Anyone reading these advertisements would believe these brokers place the interests of their clients above their own, and perhaps even place great value on doing so. They would be mistaken.
Legal position of brokers. When brokers are sued for losses caused by misconduct, they repudiate the claims in their advertisements and assert they have no fiduciary obligation to act in the best interest of their clients. The report demonstrates this point with extracts from legal documents submitted by brokerage firms in arbitration proceedings:
Allstate: “Állstate Financial Services owed no fiduciary duty to Claimants, and, therefore, no such duty was breached.”
UBS: “[A] broker does not owe a fiduciary duty to his customer in a non-discretionary account.”
Merrill Lynch: “Respondents did not stand in a fiduciary relationship with Claimants.”
Morgan Stanley: “Claimant’s claim seeks to impose ‘fiduciary’ obligations and duties on Respondents that only arise in very limited circumstances that do not exist here, i.e. where Respondents are given discretionary trading authority over Claimant’s accounts.”

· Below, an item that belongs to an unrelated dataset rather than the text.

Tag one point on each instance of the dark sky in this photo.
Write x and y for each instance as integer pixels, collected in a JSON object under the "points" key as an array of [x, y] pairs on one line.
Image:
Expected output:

The report succinctly summarizes this disparity: “On one hand, the firms boast that they offer unconflicted, trustworthy advice while, on the other hand, those same firms argue they are little more than salesmen with a single duty: to execute trades in customers’ accounts.”
Why it matters. There’s a big difference between dealing with a financial advisor who is fiduciary and one who is not. This analogy may help:
You go to a doctor who recommends a surgical procedure. If she is a fiduciary, she would have to recommend the best procedure available for you, whether or not she’s the one to perform that particular surgery. If she isn’t a fiduciary, she can recommend a “suitable” procedure, perhaps one she does perform and would be compensated for completing, even though it may not be optimal.
Brokers and insurance companies are fighting hard to avoid becoming fiduciaries. They are currently held to the lower “suitability” standard. This means they can recommend investment products that may not be the best option available to help you reach your financial goals, as long as they are “suitable.”
A common example is the recommendation of proprietary mutual funds (which often bear the name of the brokerage firm). There are often similar, less expensive index funds or other mutual funds available with higher expected returns. A fiduciary couldn’t recommend proprietary funds if they weren’t the best option. A broker has no such constraints and can do so with impunity.
Brokers seem to advertise one standard of care, and then adhere to an entirely different one in legal proceedings. You have to wonder if this is legal. Legal or not, you have been warned. This may be the biggest deception of all. Don’t fall for it.